Honeycreepers are a diverse group of birds found only in the forests of the Hawaii Islands, where they thrived for millions of years. But now, some species may disappear within the decade thanks to a growing threat: avian malaria.
Honeycreepers have had a rough time for the past couple of hundred years, with human settlers bringing habitat destruction and invasive predators like marauding mongooses. But their biggest threat yet is avian malaria, a disease carried by invasive mosquitoes. The disease, highly deadly to many of the island’s remaining 17 species of honeycreeper, is spreading fast as climate change warms high elevation forests that were once too cool for mosquitoes to flourish. It could cause at least four species to go extinct in the next 10 years.
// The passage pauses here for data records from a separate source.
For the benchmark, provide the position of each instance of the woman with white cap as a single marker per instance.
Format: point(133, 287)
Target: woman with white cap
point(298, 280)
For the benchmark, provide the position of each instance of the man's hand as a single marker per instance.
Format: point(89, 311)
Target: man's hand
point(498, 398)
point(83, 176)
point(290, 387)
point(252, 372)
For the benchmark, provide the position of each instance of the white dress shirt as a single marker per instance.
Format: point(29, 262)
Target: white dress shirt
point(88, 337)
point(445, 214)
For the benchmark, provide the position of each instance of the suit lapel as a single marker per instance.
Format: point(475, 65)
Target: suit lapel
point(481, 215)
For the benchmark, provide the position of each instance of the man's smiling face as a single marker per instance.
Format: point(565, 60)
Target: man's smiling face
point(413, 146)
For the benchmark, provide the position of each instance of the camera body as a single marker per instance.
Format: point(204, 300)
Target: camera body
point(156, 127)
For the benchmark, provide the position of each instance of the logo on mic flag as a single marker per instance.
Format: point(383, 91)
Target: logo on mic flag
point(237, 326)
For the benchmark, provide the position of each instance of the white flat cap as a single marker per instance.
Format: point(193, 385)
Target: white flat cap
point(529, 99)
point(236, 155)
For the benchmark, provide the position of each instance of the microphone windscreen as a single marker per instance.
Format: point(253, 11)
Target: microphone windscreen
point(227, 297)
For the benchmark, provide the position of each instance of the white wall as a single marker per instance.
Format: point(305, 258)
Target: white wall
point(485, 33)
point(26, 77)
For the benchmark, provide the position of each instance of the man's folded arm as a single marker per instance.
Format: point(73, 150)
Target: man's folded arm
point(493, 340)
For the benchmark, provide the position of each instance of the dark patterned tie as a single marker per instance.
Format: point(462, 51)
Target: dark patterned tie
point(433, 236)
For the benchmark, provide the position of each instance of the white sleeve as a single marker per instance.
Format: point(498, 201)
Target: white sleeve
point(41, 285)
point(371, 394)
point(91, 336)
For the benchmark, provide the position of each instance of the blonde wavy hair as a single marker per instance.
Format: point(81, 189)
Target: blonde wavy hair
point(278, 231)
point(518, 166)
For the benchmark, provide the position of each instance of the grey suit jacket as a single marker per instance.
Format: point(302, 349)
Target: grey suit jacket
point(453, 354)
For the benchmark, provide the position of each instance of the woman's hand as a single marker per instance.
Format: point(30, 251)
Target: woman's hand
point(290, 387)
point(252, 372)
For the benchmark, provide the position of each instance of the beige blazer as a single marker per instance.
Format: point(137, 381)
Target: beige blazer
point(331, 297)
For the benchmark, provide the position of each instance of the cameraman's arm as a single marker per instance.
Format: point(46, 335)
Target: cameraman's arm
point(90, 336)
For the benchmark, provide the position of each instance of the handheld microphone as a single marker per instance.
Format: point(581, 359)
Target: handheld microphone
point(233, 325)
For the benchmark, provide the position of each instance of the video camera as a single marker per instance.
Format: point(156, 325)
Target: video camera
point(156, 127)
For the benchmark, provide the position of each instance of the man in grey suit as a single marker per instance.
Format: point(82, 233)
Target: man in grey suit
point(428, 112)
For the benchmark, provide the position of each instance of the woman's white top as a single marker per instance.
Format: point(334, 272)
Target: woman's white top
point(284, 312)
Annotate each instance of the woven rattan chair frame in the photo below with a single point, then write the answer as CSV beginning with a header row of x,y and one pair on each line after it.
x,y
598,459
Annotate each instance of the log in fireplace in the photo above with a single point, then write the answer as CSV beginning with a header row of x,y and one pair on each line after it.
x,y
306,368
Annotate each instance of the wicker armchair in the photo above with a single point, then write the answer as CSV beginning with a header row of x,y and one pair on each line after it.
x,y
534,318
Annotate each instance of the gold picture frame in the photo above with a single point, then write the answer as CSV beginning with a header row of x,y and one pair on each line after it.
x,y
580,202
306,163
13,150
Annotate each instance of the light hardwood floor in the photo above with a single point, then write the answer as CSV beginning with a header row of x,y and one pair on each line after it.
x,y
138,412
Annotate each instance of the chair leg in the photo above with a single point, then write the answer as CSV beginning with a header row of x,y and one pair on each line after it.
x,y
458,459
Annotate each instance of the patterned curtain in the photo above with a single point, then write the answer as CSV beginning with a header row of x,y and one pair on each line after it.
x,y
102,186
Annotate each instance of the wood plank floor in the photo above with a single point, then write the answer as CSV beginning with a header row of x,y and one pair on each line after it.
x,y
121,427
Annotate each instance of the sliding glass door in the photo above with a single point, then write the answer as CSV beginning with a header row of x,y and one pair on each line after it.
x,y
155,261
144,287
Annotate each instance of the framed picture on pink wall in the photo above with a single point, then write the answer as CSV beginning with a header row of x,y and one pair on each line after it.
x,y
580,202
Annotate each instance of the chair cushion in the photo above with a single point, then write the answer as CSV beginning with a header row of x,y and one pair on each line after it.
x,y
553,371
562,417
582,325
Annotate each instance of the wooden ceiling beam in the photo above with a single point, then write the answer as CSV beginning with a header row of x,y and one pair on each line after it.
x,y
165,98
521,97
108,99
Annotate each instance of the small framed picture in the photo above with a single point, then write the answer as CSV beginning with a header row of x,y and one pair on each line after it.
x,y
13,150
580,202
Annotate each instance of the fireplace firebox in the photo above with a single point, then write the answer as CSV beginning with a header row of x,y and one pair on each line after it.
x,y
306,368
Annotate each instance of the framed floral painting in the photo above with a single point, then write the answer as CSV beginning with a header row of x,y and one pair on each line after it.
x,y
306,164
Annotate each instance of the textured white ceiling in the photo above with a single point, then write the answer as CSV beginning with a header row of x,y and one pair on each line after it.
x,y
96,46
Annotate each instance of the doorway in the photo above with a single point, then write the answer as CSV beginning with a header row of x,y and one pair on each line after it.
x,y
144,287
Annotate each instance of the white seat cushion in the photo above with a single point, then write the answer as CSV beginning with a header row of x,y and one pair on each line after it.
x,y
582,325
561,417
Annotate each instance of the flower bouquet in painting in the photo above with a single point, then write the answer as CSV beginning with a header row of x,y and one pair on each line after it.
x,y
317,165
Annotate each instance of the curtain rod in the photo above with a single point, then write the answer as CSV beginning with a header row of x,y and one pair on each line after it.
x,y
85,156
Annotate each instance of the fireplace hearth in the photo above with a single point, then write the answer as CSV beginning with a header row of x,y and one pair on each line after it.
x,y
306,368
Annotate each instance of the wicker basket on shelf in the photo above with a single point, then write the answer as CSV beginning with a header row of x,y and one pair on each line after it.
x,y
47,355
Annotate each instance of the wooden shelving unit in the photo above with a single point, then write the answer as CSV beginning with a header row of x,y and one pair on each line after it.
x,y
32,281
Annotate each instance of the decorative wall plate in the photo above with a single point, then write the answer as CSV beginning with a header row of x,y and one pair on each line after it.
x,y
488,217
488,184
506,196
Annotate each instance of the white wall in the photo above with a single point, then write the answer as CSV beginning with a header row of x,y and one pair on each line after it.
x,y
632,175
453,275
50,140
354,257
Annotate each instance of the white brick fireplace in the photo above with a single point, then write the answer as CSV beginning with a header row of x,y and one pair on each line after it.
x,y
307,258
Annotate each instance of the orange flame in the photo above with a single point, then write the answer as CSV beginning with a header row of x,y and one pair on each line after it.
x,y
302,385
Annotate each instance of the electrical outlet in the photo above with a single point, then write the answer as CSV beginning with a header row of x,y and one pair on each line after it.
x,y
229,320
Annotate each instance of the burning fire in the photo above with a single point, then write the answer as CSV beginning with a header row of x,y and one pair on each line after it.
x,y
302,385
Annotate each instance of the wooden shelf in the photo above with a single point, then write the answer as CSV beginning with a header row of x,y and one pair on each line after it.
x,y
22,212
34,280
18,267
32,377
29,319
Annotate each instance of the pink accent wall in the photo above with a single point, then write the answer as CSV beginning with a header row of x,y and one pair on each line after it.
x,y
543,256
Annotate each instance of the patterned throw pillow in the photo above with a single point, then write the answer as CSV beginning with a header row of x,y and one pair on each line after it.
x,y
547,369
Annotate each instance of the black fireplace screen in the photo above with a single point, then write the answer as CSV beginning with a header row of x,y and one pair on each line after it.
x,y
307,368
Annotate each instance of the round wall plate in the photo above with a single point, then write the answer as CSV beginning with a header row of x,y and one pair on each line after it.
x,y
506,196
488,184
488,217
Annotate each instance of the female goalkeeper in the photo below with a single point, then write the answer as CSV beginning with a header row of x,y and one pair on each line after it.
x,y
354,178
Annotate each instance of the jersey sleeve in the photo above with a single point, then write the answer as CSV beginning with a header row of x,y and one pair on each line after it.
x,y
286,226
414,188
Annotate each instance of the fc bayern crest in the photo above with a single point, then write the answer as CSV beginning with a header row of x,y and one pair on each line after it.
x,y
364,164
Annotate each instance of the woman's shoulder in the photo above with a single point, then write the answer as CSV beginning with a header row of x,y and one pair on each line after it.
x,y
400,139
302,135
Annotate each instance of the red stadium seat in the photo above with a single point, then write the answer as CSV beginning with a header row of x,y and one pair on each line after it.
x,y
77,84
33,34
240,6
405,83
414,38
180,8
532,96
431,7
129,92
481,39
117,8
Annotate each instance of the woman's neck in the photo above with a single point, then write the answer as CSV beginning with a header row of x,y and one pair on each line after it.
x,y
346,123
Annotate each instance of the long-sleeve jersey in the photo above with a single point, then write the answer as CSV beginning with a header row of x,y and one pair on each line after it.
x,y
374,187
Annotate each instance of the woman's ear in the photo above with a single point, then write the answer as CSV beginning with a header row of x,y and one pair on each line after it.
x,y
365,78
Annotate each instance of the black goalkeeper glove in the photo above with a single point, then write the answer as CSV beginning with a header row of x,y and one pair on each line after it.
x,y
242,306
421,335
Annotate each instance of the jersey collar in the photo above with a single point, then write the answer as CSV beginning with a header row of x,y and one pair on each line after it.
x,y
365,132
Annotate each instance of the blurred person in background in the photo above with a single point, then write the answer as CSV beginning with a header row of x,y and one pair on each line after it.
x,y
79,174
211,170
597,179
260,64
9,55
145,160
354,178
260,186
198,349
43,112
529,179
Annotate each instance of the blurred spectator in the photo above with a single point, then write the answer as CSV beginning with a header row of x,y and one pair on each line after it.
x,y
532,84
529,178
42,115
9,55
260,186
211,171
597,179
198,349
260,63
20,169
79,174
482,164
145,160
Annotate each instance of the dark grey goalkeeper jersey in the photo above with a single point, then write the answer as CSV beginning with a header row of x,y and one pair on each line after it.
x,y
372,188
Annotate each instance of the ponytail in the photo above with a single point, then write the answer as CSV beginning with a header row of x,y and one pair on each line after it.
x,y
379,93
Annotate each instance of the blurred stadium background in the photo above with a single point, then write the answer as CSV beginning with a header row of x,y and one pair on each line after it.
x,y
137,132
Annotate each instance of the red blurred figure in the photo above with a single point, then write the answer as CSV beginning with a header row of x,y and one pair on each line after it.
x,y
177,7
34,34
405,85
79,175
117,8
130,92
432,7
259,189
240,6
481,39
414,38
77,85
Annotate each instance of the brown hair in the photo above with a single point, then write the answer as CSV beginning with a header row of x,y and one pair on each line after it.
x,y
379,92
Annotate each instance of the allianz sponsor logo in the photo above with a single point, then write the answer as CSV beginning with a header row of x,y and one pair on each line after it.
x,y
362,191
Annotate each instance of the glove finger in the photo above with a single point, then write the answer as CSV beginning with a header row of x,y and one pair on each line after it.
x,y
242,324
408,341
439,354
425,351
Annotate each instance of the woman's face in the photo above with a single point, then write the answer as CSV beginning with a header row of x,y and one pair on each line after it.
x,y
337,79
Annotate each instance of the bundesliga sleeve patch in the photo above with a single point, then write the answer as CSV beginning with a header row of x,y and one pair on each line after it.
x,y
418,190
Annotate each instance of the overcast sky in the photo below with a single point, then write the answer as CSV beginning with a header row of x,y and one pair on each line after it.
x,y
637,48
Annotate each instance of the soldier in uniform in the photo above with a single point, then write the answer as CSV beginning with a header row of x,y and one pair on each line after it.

To save them, conservationists are pinning their hopes on a type of mosquito birth control, reports Scientific American. The method, called the “incompatible insect technique,” introduces male mosquitos with a unique strain of gut bacteria into the local population; when mosquitoes with different strainstry to mate, they can’t reproduce.
Starting in November, researchers are planning to parachute millions of these mosquitos onto the island of Maui, where two of the most endangered honeycreeper species live. If their plan pays off—and the males are unable to reproduce with local females—they hope this will crash the mosquito population in time to save honeycreepers from extinction.